Further, in the embodiments described above, in order to estimate the torque changing rate accurately, it may be estimated under the condition that the steering torque T is a predetermined value or more (the torque fluctuation increases and so can be easily detected) and the steering angle θ is within a range of ± one turn (the vicinity of the steering limit where the torque abruptly changes is excluded).

Third Embodiment

Now, with referring to FIGS. 20 through 31, the third embodiment of the present invention which solves the above described second problem is explained.

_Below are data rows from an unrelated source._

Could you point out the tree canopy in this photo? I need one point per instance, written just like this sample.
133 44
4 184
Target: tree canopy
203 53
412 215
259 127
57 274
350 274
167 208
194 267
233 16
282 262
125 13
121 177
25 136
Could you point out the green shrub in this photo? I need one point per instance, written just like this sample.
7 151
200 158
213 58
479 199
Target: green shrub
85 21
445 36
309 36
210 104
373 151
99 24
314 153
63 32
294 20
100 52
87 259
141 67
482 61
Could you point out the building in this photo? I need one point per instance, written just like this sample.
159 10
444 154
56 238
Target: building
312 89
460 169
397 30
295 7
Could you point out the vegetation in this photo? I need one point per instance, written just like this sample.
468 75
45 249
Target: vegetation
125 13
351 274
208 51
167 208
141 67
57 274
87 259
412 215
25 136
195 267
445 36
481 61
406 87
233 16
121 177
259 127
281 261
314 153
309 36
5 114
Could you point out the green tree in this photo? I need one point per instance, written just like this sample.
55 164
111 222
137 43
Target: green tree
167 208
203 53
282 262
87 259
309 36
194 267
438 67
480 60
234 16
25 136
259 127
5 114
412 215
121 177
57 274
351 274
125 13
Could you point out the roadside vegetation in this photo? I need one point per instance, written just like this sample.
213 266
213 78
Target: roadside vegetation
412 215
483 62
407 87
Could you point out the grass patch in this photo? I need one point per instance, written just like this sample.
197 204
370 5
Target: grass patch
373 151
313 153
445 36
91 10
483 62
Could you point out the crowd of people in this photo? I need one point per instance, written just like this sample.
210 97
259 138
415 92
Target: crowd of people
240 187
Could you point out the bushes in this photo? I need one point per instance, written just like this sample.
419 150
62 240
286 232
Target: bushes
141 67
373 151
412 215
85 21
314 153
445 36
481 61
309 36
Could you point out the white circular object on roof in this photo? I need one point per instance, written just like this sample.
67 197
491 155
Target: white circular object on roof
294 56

FIG. 20 is a block diagram of the electric power steering apparatus according to the third embodiment of this invention. As seen from FIG. 20, an electric power steering apparatus 101 apparatus 10110 includes a torque sensor 112, a tilt sensor 114, an angle sensor 116, a control unit 118 and an electric motor 120. The electric power steering apparatus 101 is an electric power steering apparatus in which a manual or electric tilt angle adjusting mechanism and a cardan universal joint are included in a steering force transmitting system (not shown) connecting a steering shaft coupled with a steering wheel and a steering mechanism.

The torque sensor 112 detects steering torque which acts on a steering force transmitting system owing to a manual input by steering of a driver and supplies the steering torque thus detected to the control unit 118. The tilt sensor 114 detects the tilt angle of the manual or electric tilt angle adjusting mechanism (tilt column) and supplies it to the control unit 118 as a tilt angle signal. The angle sensor 116 detects the rotating angle θ of a driving shaft and converts the rotating angle θ thus detected into a joint phase signal to be supplied to the control unit 118. The control unit 118 receives the signal indicative of the steering torque from the torque sensor 112 and the tilt angle signal from the tilt sensor 114 thereby to estimate a cardan universal joint angle=crossing angle α. Further, the control unit 118 receives the joint phase signal indicative of the rotating angle θ of the driving shaft from the angle sensor 116 and retrieves an assisting map on the basis of the inputted steering torque signal and joint phase signal and the estimated cardan universal joint angle=crossing angle α thereby to compute a torque fluctuation. The control unit 118 corrects the motor current value on the basis of the computing result, calculates a rack thrust on the basis of the corrected motor current value, and controls the drive of the electric motor 120 on the basis of the calculating result. The electric motor 120 supplies the assistant steering force corresponding to the motor current value to the steering force transmitting system through a wheel decelerating mechanism.

Now, in computing the torque fluctuation, the following matter is taken into consideration. Concretely, as seen from FIG. 21, where two universal joints are employed, if the respective joint angles α1, α2 of the universal joints 122, 124 are equal to the crossing angle α, the torque fluctuation can be cancelled. However, if the tilt angle is changed by the manual or electric tilt angle adjusting mechanism so that the joint angles α1, α2 are changed to change the crossing angle α, the torque fluctuation cannot be cancelled as it is. For example, as seen from FIG. 22, in the case of a waist-shaking tilt column 126, a tilt center 128 usually agrees with a cardan universal joint center, but where both do not agree with each other, if the tilt angle is changed, the crossing angle α is also changed.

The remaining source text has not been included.